Redesigns are always interesting, and non more so than when a title as significant and influential as the NYT makes changes. Duplessis has worked with new editor Hugo Lindgren (ex-Bloomberg Business Week and New York magazine) to provide a new vision for the title, researching the magazine's archive and becoming fascinated by its 60s and 70s incarnations.

For some reason, it reminds me of Monocle, even though it probably shouldn't? (thx, @nedward)

100-day repetitive projectsFeb 22 2011

For the past five years, Michael Bierut has taught a class for aspiring designers where students have to record the results of "a design operation that [they] are capable of repeating every day" for 100 straight days. Here are some of the results.

Zak Klauck: "Over the course of 100 days, I made a poster each day in one minute. The posters were based on one word or short phrase collected from 100 different people. Anyone and everyone was invited to contribute." The perfect exercise for a graphic designer.

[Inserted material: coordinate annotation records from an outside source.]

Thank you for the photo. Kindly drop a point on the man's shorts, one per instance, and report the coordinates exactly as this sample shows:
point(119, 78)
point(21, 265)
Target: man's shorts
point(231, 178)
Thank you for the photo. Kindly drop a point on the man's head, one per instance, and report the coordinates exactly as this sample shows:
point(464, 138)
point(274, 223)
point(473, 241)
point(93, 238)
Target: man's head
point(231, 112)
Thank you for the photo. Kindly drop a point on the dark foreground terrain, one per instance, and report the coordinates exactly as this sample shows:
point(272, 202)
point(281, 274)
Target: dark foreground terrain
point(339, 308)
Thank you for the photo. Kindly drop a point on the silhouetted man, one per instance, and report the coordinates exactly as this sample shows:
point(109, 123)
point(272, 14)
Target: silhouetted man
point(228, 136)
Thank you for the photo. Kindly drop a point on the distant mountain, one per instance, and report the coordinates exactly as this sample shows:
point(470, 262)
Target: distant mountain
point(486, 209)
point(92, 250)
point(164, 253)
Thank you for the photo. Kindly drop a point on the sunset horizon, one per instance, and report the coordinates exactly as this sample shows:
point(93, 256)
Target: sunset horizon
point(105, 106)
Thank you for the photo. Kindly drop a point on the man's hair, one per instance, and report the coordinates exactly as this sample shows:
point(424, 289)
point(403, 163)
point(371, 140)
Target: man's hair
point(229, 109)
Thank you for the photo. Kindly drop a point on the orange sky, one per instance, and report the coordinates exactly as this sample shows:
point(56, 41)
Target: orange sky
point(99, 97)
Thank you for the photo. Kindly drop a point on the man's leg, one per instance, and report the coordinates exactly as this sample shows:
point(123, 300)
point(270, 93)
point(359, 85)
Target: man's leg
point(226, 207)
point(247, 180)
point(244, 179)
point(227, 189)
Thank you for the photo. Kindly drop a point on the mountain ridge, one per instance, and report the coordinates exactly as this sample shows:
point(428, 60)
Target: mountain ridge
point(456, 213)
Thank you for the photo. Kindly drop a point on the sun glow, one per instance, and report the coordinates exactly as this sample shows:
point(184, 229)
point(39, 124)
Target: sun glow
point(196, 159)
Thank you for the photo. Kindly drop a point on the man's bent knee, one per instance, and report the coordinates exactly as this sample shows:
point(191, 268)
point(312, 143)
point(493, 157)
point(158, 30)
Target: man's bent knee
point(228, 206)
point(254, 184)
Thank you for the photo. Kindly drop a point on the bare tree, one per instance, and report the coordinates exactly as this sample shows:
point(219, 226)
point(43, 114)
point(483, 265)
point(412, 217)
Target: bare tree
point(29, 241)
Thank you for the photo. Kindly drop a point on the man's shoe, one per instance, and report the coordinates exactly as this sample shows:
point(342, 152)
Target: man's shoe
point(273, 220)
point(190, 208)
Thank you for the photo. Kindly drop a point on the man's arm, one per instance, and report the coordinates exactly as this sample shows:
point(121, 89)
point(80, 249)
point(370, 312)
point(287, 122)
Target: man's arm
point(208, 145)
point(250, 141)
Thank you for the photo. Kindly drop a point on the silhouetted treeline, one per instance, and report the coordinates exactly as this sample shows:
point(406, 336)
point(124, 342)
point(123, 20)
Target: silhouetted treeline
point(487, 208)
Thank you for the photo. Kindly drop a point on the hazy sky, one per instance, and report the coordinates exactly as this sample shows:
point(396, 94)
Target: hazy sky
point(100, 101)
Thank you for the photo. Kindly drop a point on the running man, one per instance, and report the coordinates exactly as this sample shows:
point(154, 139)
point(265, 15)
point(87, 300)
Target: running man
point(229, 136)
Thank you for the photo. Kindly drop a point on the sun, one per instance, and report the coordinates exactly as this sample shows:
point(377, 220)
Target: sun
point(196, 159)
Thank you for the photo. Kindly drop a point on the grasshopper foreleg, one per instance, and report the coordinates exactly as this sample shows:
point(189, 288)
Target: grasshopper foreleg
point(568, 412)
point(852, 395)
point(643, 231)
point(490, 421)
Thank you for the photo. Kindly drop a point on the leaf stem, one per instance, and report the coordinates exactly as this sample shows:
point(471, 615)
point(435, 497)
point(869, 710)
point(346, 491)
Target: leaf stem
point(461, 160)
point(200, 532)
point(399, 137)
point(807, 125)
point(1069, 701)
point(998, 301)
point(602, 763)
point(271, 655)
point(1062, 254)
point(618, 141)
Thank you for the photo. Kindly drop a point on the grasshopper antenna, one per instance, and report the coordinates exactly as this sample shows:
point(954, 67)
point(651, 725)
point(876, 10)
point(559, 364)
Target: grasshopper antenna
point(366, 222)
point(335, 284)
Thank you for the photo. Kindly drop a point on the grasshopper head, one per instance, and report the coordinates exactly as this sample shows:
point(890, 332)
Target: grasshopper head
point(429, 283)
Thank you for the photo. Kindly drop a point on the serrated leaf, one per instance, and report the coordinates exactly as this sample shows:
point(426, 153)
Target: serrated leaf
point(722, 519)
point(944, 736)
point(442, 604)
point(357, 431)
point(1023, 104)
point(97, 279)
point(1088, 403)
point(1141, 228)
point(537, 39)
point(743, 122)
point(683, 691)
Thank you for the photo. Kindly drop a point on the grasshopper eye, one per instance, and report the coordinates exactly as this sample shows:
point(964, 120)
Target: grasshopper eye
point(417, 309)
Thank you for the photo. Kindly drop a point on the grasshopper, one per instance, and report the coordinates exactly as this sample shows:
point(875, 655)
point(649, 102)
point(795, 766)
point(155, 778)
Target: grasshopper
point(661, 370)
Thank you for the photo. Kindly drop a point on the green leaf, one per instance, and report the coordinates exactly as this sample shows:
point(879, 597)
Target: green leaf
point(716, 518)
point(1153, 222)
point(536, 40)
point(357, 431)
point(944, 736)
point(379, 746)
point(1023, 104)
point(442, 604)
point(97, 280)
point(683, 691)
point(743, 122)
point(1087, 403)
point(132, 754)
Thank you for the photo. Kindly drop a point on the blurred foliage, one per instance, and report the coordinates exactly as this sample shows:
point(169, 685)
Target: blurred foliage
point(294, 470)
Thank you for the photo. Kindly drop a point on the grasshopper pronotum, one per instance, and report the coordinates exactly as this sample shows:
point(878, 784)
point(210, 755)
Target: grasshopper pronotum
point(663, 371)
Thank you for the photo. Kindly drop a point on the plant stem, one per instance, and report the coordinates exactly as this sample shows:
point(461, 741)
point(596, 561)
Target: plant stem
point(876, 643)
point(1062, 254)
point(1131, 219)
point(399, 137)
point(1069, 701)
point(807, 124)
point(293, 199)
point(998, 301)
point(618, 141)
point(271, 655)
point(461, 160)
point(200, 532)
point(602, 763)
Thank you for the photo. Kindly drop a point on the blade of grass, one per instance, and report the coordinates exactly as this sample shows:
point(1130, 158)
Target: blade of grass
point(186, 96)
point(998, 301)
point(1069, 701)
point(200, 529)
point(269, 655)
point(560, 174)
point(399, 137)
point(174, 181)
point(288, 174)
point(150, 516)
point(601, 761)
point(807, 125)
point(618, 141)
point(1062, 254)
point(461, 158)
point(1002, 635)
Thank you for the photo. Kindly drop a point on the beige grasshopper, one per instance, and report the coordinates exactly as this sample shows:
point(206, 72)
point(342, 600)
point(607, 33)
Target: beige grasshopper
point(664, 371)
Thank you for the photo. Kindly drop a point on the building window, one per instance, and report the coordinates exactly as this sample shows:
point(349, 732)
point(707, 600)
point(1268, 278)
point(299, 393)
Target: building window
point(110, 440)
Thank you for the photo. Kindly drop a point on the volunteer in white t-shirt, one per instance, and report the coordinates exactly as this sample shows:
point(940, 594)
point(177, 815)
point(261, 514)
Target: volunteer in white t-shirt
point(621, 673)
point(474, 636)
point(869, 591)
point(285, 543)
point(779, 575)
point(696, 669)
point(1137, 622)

Real designers sell their workFeb 16 2011

Well worth a listen: Dan Benjamin interviews Mike Monteiro on The Pipeline podcast about his design work and Twitter infamy. The last 10 minutes or so, where Mike calls out designers who don't talk to clients, is gold. One of the reasons I got out of design is that I was never very good at that part of the job and as Mike says, you have to be able to not only accept but embrace selling your designs to truly succeed.

The first Gizmodo designFeb 11 2011

While we're being all nostalgic, here's what Gizmodo looked like when it launched:

Gizmodo 2001 design

The site, which launched several months before Gawker, was designed & developed by Ben and Mena Trott with the couple's relatively new blogging software, Movable Type.

The very first Gawker designFeb 11 2011

With all the buzz around the new Gawker design, I figured I'd dig out the first design I ever showed Nick for the site back in October of 2002:

Gawker 2002 design

Nick didn't like it too much. Background too dark, masthead text not logo-y enough. Two weeks later, I sent him this, with a half-assed technicolor logo that I'd dashed off in Photoshop in like 30 minutes:

Gawker 2002 design

To my shock, he loved it -- so much so that they're still using the damn thing! -- and that design was very close to how the site looked when it launched.

The many faces of Woody AllenFeb 11 2011

A selection of Woody's movie eyewear from the full poster.

Woody Allen faces

(thx, ben)

Fractal MondrianFeb 08 2011

If Mandelbrot and Mondrian had a baby, it might look a little something like this:

Fractal Mondrian

Awesome. There's also a zoomable version but not a very deep one...would be nice to have an infinitely zoomable version in Processing or something.